Deconvolution of Insulin Secretion Rates
Soren Klim, Stig Mortensen and Henrik Madsen
Technical University of Denmark
Abstract is based on Master Project  and article  by Soren Klim and Stig Mortensen
Objectives: Insulin and C-peptide are secreted in equi-molar amounts from the beta-cells then passing through the liver before entering systemic circulation. The variable first pass effect on insulin due to hepatic extraction makes the insulin observations unusable for determining the secretion rate. C-peptid passes completely through the liver and has well-established kinetics. These properties of C-peptide enable deconvolution of C-peptide secretion which is equivalent to insulin secretion rate (ISR).
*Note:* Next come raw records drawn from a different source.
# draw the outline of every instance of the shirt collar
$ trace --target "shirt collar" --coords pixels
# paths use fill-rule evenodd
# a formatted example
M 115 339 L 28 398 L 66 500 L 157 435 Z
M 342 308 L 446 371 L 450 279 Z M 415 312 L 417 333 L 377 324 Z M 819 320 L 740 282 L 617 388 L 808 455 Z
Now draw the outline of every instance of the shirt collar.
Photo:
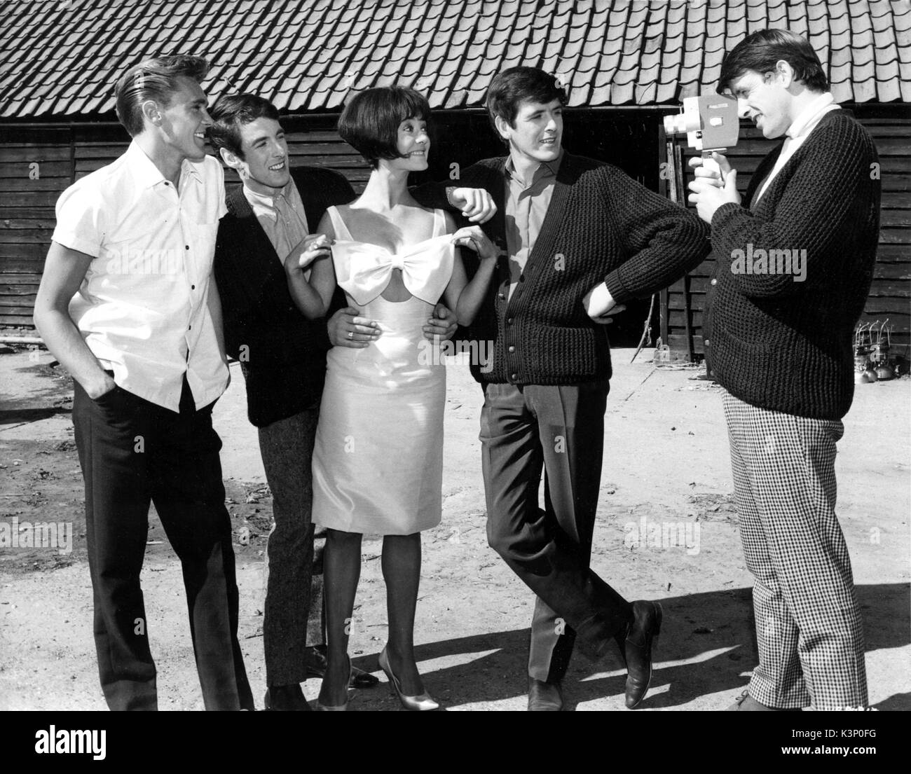
M 133 173 L 133 178 L 143 188 L 154 188 L 160 183 L 167 182 L 161 170 L 155 166 L 155 163 L 146 156 L 146 152 L 139 148 L 139 144 L 134 139 L 127 148 L 127 160 Z M 202 182 L 202 176 L 195 164 L 184 158 L 180 162 L 180 181 L 191 178 L 198 183 Z
M 253 208 L 254 215 L 258 218 L 264 215 L 267 218 L 271 218 L 272 220 L 277 220 L 279 214 L 275 207 L 276 199 L 280 197 L 284 197 L 289 206 L 293 207 L 293 185 L 294 181 L 292 179 L 289 180 L 288 185 L 281 188 L 281 190 L 280 190 L 277 194 L 261 194 L 247 188 L 247 183 L 244 181 L 243 195 L 246 197 L 247 201 L 250 202 L 250 206 Z
M 535 172 L 531 176 L 531 183 L 537 182 L 541 178 L 556 178 L 557 172 L 560 168 L 560 162 L 563 161 L 563 148 L 560 148 L 560 154 L 553 161 L 542 161 L 537 165 Z M 504 171 L 507 177 L 515 178 L 516 177 L 516 165 L 513 164 L 512 156 L 507 158 L 506 167 Z
M 809 134 L 810 130 L 816 126 L 816 123 L 827 113 L 831 106 L 834 104 L 835 98 L 831 91 L 823 92 L 819 97 L 814 97 L 806 107 L 801 110 L 797 117 L 791 122 L 785 134 L 792 139 Z M 838 106 L 836 105 L 835 107 Z

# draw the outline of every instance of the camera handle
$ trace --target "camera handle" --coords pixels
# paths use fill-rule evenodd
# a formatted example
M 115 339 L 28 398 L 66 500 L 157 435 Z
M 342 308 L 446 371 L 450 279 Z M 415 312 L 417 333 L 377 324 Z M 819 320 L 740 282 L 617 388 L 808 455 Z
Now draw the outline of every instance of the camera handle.
M 722 150 L 725 148 L 721 148 Z M 722 181 L 722 185 L 724 185 L 724 176 L 722 174 L 722 168 L 718 166 L 718 162 L 711 158 L 711 150 L 702 151 L 702 168 L 708 169 L 710 172 L 717 172 L 718 179 Z

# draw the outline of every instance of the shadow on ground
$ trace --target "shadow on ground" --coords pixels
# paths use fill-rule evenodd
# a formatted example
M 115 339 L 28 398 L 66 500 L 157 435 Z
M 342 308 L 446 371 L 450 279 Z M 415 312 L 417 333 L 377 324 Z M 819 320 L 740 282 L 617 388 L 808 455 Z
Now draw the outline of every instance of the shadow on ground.
M 907 645 L 908 586 L 861 586 L 857 592 L 864 610 L 866 651 Z M 664 622 L 655 650 L 659 668 L 641 708 L 671 708 L 720 692 L 730 692 L 732 701 L 746 687 L 744 673 L 757 661 L 751 599 L 749 588 L 662 599 Z M 444 704 L 456 707 L 524 696 L 527 644 L 527 630 L 513 630 L 428 643 L 418 646 L 415 652 L 419 661 L 478 654 L 466 664 L 424 675 L 428 687 Z M 378 669 L 376 654 L 355 658 L 353 663 L 362 669 Z M 619 657 L 613 654 L 592 663 L 577 653 L 564 684 L 568 708 L 622 695 L 626 681 L 622 669 Z M 609 674 L 612 672 L 619 674 Z M 472 687 L 470 694 L 463 686 Z M 363 692 L 359 703 L 374 704 L 382 700 L 384 693 L 381 688 L 374 698 L 370 692 Z M 911 695 L 896 694 L 876 707 L 884 710 L 911 708 Z

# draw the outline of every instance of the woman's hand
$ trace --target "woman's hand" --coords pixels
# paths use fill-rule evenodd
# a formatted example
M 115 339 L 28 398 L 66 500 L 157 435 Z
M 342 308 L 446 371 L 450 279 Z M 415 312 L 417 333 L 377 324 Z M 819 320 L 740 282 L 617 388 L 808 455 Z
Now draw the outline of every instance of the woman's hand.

Methods: Deconvolution of C-peptide measurements has been performed in many different ways. Classic deconvolution is very sensitive to observation noise. A modelling approach is to model insulin secretion rates as piecewise constant and then estimate the secretion levels. This method was presented at PAGE in Copenhagen by C. Dansirikul .
In this project the deconvolution was performed using a framework able to handle Non-Linear Mixed Effects models based on Stochastic Differential Equations (SDEs). The framework was first developed for Matlab but has recently been made available to R.
The structural model and parameters were based on the article by Van Cauter et al. . The insulin secretion rate was modelled as a random walk. This assumption is useful for quantifying the insulin secretion as the estimated parameter then becomes the variance scaling factor. This is an unrealistic assumption but it enables the compromise between observation noise and natural variation in secretion. The final deconvolved secretion rate is the optimal according to both stochastic factors.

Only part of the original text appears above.